In some cases, a resistance reflex is reversed in certain contexts, becoming an ‘assistance reflex’ - causing movement in the same direction as the perturbation. For example, in the crayfish, perturbation of the leg causes a resistance reflex when the animal is standing, but an assistance reflex when the animal is walking.  This phenomenon is called ‘reflex reversal’, where the reflex response to a stimulus changes given the state of the animal.

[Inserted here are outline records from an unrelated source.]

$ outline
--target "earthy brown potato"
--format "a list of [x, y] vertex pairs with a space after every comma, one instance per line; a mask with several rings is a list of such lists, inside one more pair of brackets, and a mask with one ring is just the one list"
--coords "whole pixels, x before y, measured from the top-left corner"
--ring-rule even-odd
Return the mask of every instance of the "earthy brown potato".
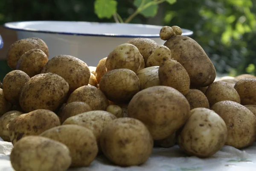
[[215, 103], [212, 109], [226, 123], [227, 145], [241, 148], [255, 141], [256, 117], [247, 108], [236, 102], [225, 101]]
[[61, 125], [46, 130], [40, 136], [67, 145], [70, 151], [72, 167], [89, 166], [98, 153], [95, 136], [92, 131], [84, 127]]
[[71, 164], [67, 147], [39, 136], [28, 136], [14, 146], [10, 159], [16, 171], [65, 171]]
[[87, 103], [93, 110], [105, 110], [109, 104], [102, 92], [91, 85], [81, 87], [74, 91], [70, 96], [67, 103], [74, 101]]
[[186, 70], [192, 85], [207, 87], [214, 81], [216, 78], [214, 66], [195, 41], [187, 36], [176, 35], [171, 38], [164, 45], [170, 49], [172, 58]]
[[89, 104], [83, 102], [74, 101], [69, 103], [65, 106], [62, 110], [62, 122], [69, 117], [91, 110], [92, 110], [92, 108]]
[[99, 90], [113, 102], [126, 102], [140, 91], [140, 80], [136, 74], [128, 69], [112, 70], [99, 82]]
[[18, 60], [16, 69], [24, 71], [32, 77], [41, 73], [48, 61], [48, 57], [44, 52], [33, 49], [21, 55]]
[[241, 104], [256, 104], [256, 79], [240, 80], [234, 88], [240, 96]]
[[6, 112], [0, 117], [0, 137], [4, 141], [10, 142], [9, 137], [9, 124], [15, 118], [23, 114], [21, 112], [12, 110]]
[[49, 57], [48, 49], [44, 42], [39, 38], [21, 39], [14, 43], [7, 52], [7, 64], [12, 69], [15, 70], [20, 58], [28, 51], [38, 49], [43, 51]]
[[25, 112], [44, 109], [54, 111], [62, 104], [68, 92], [68, 84], [52, 73], [31, 78], [20, 91], [20, 104]]
[[144, 38], [134, 38], [128, 41], [127, 43], [133, 44], [139, 49], [143, 56], [145, 64], [148, 58], [158, 46], [157, 43], [152, 39]]
[[186, 121], [190, 111], [185, 96], [173, 88], [158, 86], [137, 93], [128, 106], [128, 116], [144, 123], [154, 140], [174, 133]]
[[9, 124], [10, 139], [14, 145], [22, 137], [38, 135], [60, 124], [54, 112], [45, 109], [34, 110], [16, 117]]
[[167, 60], [159, 67], [158, 72], [160, 85], [174, 88], [183, 95], [189, 93], [189, 76], [179, 62]]
[[7, 74], [3, 81], [3, 90], [6, 99], [13, 104], [18, 105], [21, 89], [30, 78], [27, 74], [19, 70]]
[[69, 85], [69, 93], [87, 85], [90, 72], [87, 64], [73, 56], [59, 55], [49, 60], [44, 65], [41, 73], [51, 72], [62, 77]]
[[209, 108], [207, 97], [199, 90], [191, 89], [185, 97], [189, 103], [191, 110], [198, 107]]
[[228, 136], [224, 120], [214, 111], [200, 107], [192, 114], [179, 136], [180, 148], [199, 157], [210, 157], [224, 146]]
[[209, 86], [205, 92], [210, 106], [217, 102], [230, 100], [240, 103], [240, 98], [236, 89], [229, 83], [221, 81]]
[[122, 166], [145, 162], [152, 152], [152, 136], [145, 125], [133, 118], [114, 120], [101, 134], [102, 152], [111, 162]]

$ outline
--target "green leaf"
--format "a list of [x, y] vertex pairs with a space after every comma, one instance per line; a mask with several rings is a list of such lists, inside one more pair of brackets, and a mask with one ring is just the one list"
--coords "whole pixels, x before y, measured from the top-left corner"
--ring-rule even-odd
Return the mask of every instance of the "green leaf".
[[110, 18], [116, 12], [117, 3], [115, 0], [96, 0], [94, 12], [99, 18]]

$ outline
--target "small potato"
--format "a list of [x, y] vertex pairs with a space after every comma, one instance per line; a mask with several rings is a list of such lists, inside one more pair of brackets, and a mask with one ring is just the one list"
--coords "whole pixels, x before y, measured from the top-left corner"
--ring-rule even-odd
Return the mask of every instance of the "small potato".
[[158, 77], [159, 69], [159, 66], [151, 67], [141, 70], [137, 72], [141, 90], [160, 85]]
[[241, 104], [256, 104], [256, 79], [240, 80], [234, 88], [240, 96]]
[[106, 73], [99, 82], [99, 90], [108, 99], [113, 102], [126, 102], [140, 90], [136, 74], [128, 69], [112, 70]]
[[230, 84], [220, 81], [215, 81], [209, 86], [205, 96], [210, 107], [220, 101], [230, 100], [238, 103], [241, 101], [236, 89]]
[[212, 107], [226, 123], [226, 145], [237, 148], [247, 147], [256, 139], [256, 117], [247, 108], [234, 101], [219, 101]]
[[191, 113], [179, 136], [180, 148], [190, 155], [210, 157], [225, 145], [227, 126], [218, 114], [209, 109], [197, 108]]
[[9, 124], [15, 118], [23, 114], [21, 112], [12, 110], [6, 112], [0, 117], [0, 137], [4, 141], [10, 142], [9, 137]]
[[122, 108], [117, 105], [110, 105], [107, 107], [106, 110], [110, 113], [111, 113], [116, 116], [117, 118], [124, 117]]
[[34, 49], [26, 52], [20, 57], [16, 69], [24, 71], [32, 77], [41, 73], [48, 61], [48, 57], [44, 52]]
[[117, 46], [110, 52], [106, 60], [105, 65], [108, 72], [126, 68], [136, 73], [144, 68], [145, 62], [136, 46], [124, 43]]
[[67, 104], [74, 101], [81, 101], [90, 105], [93, 110], [105, 110], [109, 104], [108, 99], [96, 87], [87, 85], [81, 87], [70, 96]]
[[65, 171], [71, 164], [70, 155], [63, 144], [31, 136], [14, 145], [10, 159], [16, 171]]
[[114, 120], [101, 134], [100, 144], [105, 156], [121, 166], [141, 165], [152, 152], [153, 142], [145, 125], [137, 119]]
[[79, 114], [91, 111], [92, 108], [87, 103], [81, 101], [74, 101], [65, 106], [62, 112], [62, 122], [68, 118]]
[[40, 136], [67, 145], [70, 151], [72, 167], [89, 166], [98, 153], [95, 136], [89, 129], [81, 126], [59, 126], [46, 130]]
[[209, 108], [207, 97], [199, 90], [191, 89], [185, 97], [189, 103], [191, 110], [198, 107]]
[[17, 116], [10, 122], [10, 139], [15, 145], [22, 137], [38, 135], [60, 124], [58, 116], [53, 112], [45, 109], [34, 110]]
[[19, 70], [8, 73], [3, 81], [4, 97], [12, 104], [18, 105], [20, 91], [30, 78], [27, 74]]

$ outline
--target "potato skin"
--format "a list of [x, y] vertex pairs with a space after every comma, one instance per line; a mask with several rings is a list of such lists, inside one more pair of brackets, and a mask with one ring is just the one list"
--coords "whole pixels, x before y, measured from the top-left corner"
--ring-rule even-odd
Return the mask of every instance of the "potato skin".
[[10, 139], [15, 145], [23, 137], [38, 135], [60, 124], [58, 116], [54, 112], [45, 109], [34, 110], [17, 116], [10, 123]]
[[65, 171], [71, 163], [63, 144], [39, 136], [28, 136], [14, 145], [10, 159], [16, 171]]
[[189, 104], [177, 90], [167, 86], [147, 88], [137, 93], [128, 106], [128, 116], [142, 121], [154, 140], [174, 133], [188, 119]]
[[100, 143], [105, 156], [121, 166], [139, 165], [152, 152], [152, 136], [145, 125], [137, 119], [123, 118], [114, 120], [104, 128]]
[[29, 79], [27, 74], [19, 70], [7, 74], [3, 81], [3, 94], [6, 100], [12, 104], [18, 105], [20, 91]]
[[164, 45], [170, 49], [172, 58], [186, 70], [192, 84], [206, 87], [213, 82], [216, 78], [214, 66], [195, 41], [187, 36], [176, 35], [171, 38]]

==Cortical control of posture==
Traditionally postural control was regarded an automatic response to sensory stimuli generated by subcortical structures such as the brainstem and spinal circuits. Since postural responses are generated quickly, without voluntary intent and with less variability than cued, voluntary movements, cerebral cortex was not considered to be involved in postural control. However, current evolving evidence from numerous neurophysiological and neuroimaging studies (as given below) suggest cortical involvement in postural control and maintenance of balance.

=== Neurophysiological studies ===
An initial postural reaction on exposure to an external perturbations was shown to be generated by the brainstem and spinal cord in animal and human studies (short latency mono or polysynaptic spinal loop 40-65ms) followed by the later part of the reaction which is modified by direct transcortical loops (long latency loops, ~132 ms). Cerebral cortex via cerebellum which helps in adapting by using prior experience or via basal ganglia which helps generating a response based on the current context, modifies the postural response.

=== Neuroimaging studies ===
Various functional neuroimaging techniques such as Functional near-infrared spectroscopy, Functional magnetic resonance imaging, and Positron emission tomography have been used to elucidate cortical control in static and dynamic postures. Using PET, Ouchi Y et al. 1999 evaluated mechanisms involved in bipedal standing and confirmed the pivotal contribution of cerebellar vermis in maintenance of standing posture and further suggested involvement of the visual association cortex in controlling postural equilibrium while standing. Mauloin et al. 2003 using PET studied motor imagery of locomotion under four conditions and confirmed supraspinal control in locomotion by demonstrating activation in the dorsal premotor cortex and precuneus bilaterally, the left dorsolateral prefrontal cortex, the left inferior parietal lobule, and the right posterior cingulate cortex. There was increased engagement of higher cortical structures noted with increase in demands of locomotor tasks.
Using FMRI, Jahn et al. 2004 studied the activation pattern with three imagined conditions and found that standing was associated with activation of the thalamus, basal ganglia, and cerebellar vermis.
Using FNIRS, Mihara M et al. 2008 studied activation related to external perturbation and suggested prefrontal cortex to be involved in adequate allocation of visuospatial attention. Zwergal A et al. 2012 studied role of aging on activation pattern in standing and found more activation in bilateral insula, superior and middle temporal gyrus, inferior frontal gyrus, middle occipital gyrus and postcentral gyrus suggesting decreased reciprocal inhibition of these areas.